11 Birthdays
- Author: Wendy Mass
- Cover artist: Digital Vision (RF)/Getty Images, Digital rendering by Joe Zeff and Michael Frost, Cover design by Lillie Mear
- Language: English
- Series: Willow Falls
- Subject: Birthdays, Friendship, Time Loops, Magic
- Genre: Fantasy, Realistic Fiction
- Published: 2009
- Publisher: Scholastic Press
- Publication place: United States
- Media type: Print
- Pages: 272
- Awards: William Allen White Award, and a 2009 Library Guild Selection
- ISBN: 978-0-545-05239-9
- Followed by: Finally

= 11 Birthdays =

2009 children's time loop novel by Wendy Mass

11 Birthdays is a children's time loop novel written by Wendy Mass and published in 2009 by Scholastic Press. It is the first novel in the Willow Falls series.

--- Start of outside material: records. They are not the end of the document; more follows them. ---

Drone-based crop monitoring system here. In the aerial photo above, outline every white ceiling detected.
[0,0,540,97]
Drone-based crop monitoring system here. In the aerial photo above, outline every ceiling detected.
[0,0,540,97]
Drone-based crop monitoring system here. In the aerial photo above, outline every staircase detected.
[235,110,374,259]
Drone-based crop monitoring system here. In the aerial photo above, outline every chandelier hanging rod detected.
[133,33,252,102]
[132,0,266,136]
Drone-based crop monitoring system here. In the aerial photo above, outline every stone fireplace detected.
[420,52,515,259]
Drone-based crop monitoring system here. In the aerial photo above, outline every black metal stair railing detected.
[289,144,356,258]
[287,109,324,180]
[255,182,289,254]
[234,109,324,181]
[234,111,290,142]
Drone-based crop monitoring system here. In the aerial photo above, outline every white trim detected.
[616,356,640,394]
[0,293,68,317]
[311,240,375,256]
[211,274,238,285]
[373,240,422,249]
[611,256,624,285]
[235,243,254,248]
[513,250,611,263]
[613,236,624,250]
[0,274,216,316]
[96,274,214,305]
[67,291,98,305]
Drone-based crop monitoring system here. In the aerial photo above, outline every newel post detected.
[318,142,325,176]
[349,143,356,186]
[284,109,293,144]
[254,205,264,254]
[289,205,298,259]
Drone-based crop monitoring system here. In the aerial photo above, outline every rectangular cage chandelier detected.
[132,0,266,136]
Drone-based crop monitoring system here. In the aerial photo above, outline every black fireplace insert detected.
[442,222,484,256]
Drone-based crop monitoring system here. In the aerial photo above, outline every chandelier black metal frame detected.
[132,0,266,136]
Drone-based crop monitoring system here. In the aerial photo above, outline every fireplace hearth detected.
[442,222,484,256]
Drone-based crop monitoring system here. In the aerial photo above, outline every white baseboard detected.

The novel follows the life of a young girl named Amanda Ellerby who has spent each of her first ten birthdays with the same boy, her best friend Leonard "Leo" Fitzpatrick, who will later become her boyfriend, then much later husband. With her 11th birthday fast approaching, a falling out between the two friends has caused a shift in this birthday tradition leading to consequences both of them never could have imagined. Chosen as a 2009 Library Guild Selection, this novel has been the recipient of various nominations and awards across the country.

== Reception ==
11 Birthdays, was positively received by both the general public and critics. The Bulletin of the Center for Children's Books published a review by Jeannette Hulick, which states that 11 Birthdays “is imaginatively developed and kid-pleasing. The now-tenuous/now-tenacious quality of the book’s middle-grade friendships will ring true to its audience, and Amanda’s voice is likable and humorous.” Publishers Weekly also states, “Like a Groundhog Day for middle grade readers, Mass' winning story features a girl seemingly trapped in her 11th birthday. Amanda seems doomed to relive her failed try-out for the gymnastics team, her mother being fired from her job and, worst of all, the party that even her best friend leaves early—to go to the party hosted by her former friend, Leo. The two have celebrated every previous birthday together (they were born on the same day), but a misunderstanding on their 10th has gone unresolved. Girls will relate to Amanda’s insecurities, and the confidence and insights she gains will resonate with them. Mass’s expertise with pacing keeps the story moving at a lively clip, and her understanding of this age group is as finely honed as ever.” 11 Birthdays has been nominated for and received numerous awards, including the William Allen White Award for grades 3–5 in 2012, and has been chosen a 2009 Library Guild Selection. It received the 2012 Young Hoosier Book Award (Intermediate).

==Willow Falls==
The five novels of the Willow Falls series all have different protagonists, who become friends. They also all revolve around birthdays and are set in the same small town of Willow Falls, with the presence of the mysterious Angelina D’Angelo.

- 11 Birthdays (2009)
- 12 Finally (2010) Rory Swenson has a list of things she wants to do once she turns 12, but after a cryptic prediction from Angelina, most of her attempts to get them end in disaster.
- 13 Gifts (2011) As punishment for stealing a stuffed goat, Tara Brennan is sent to her aunt and uncle in Willow Falls, where after she attempts to sell a stolen vintage comic book, Angelina orders her to gather 13 things by her 13th birthday.
- The Last Present (2013) Grace Kelly enters a frozen state on her 10th birthday, which could have been avoided if Angelina had been able to give her a protective blessing. Amanda and Leo's curse is changed to allow them to travel back in time to Grace's birthdays to give her that blessing, until they find out what she really needs.
- Graceful (2015) Still adjusting to life with her powers, Grace discovers something big in Willow Falls' future, and it's connected to the strange things happening in town.